Grundlage ist der amtlich gemessene Temperaturverlauf der Frostnacht. Der Wetternachweis dokumentiert die Tiefsttemperatur und - im Profi-Bericht, sofern die Station Stundenwerte liefert - die Froststunden (Lufttemperatur in 2 m Höhe) der nächstgelegenen DWD-Station als PDF. Diese Daten legen Sie zusammen mit Fotos, Angaben zur Kultur und zum Blühstadium Ihrer Schadenmeldung oder Ihrem Antrag bei. Der Nachweis belegt die Frostlage; die eigentliche Schadenbewertung nehmen Versicherung oder Sachverständige vor.
Ab welcher Temperatur entsteht Frostschaden an der Obstblüte?

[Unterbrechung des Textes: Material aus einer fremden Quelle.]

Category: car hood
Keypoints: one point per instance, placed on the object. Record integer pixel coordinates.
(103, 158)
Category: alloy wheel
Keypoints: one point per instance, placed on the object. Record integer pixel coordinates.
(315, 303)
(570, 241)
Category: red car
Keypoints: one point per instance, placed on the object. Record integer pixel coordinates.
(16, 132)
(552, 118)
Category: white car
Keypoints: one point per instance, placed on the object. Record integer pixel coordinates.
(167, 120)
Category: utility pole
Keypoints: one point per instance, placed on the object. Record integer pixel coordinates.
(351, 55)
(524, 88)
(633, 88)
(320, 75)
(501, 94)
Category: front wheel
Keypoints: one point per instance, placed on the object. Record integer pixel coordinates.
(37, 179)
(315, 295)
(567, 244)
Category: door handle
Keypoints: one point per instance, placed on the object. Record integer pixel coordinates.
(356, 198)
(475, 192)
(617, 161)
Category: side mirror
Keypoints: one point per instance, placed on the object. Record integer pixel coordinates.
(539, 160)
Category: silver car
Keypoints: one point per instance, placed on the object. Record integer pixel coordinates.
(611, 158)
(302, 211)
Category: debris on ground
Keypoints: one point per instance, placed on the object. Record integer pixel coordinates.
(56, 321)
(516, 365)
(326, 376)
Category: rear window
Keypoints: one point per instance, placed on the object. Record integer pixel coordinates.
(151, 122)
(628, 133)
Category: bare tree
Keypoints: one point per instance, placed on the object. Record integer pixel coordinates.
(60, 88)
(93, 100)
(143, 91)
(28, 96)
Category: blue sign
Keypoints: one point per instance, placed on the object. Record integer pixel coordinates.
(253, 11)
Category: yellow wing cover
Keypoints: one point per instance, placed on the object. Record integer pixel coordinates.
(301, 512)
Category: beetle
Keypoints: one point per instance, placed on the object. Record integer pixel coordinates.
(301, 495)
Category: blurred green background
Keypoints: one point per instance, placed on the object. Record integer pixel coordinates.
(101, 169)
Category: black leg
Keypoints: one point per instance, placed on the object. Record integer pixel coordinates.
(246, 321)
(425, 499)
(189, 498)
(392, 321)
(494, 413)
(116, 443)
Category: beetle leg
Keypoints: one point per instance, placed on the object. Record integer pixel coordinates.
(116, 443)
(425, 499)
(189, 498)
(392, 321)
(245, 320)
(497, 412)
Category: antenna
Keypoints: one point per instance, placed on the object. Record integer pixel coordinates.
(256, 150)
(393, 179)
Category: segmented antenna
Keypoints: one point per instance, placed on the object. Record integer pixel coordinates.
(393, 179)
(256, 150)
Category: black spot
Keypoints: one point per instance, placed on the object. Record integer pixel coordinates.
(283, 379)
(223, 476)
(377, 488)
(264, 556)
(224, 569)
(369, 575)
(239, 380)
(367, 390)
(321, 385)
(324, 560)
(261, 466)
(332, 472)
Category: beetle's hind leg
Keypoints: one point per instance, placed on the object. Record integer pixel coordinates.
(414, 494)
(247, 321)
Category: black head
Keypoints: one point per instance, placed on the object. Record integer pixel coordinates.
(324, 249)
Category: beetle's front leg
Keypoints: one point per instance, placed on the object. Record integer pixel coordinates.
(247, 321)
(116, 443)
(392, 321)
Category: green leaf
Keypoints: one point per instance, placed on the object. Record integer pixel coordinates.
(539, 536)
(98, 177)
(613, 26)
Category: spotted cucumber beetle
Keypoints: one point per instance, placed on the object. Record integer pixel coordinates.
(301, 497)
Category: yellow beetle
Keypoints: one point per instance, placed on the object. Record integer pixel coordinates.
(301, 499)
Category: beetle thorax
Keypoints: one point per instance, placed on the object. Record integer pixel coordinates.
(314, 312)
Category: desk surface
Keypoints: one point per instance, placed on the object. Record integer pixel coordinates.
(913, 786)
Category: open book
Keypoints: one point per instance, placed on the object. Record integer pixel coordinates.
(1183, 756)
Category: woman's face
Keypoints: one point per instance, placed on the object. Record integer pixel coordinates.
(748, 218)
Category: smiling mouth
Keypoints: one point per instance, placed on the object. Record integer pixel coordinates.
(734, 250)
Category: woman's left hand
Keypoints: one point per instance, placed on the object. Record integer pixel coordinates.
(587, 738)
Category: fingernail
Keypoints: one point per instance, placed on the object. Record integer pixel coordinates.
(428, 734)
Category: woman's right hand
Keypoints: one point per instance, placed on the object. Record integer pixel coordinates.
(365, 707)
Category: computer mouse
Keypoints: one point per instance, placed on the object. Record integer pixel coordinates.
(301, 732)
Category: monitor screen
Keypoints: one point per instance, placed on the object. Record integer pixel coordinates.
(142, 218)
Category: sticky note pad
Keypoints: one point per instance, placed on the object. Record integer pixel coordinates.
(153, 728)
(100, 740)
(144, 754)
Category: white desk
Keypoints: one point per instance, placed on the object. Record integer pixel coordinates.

Das hängt von der Kultur und vom phänologischen Stadium ab: Offene Blüten und junge Fruchtansätze reagieren empfindlicher als geschlossene Knospen, sodass je nach Stadium bereits leichter Frost von wenigen Grad unter null kritisch sein kann. Feste Schwellenwerte gelten nicht allgemein. Der Wetternachweis dokumentiert die tatsächlich gemessene Temperatur; die Einordnung, ob und in welchem Umfang diese zum Schaden geführt hat, ist Aufgabe der Sachverständigen.
Kann ein Radar-Nachweis Frost belegen?
Nein. Die Radar-Detailauswertung dokumentiert Niederschlag hochaufgelöst und ist für Starkregen- oder Hochwasserfälle gedacht, nicht für Frost. Der Frostnachweis stützt sich auf die gemessene Temperatur der Station, nicht auf Radardaten. Für Spätfrost ist daher der Profi-Bericht mit Froststunden und Stundenverlauf der richtige Weg.
Reicht der Basis-Bericht oder brauche ich den Profi-Bericht?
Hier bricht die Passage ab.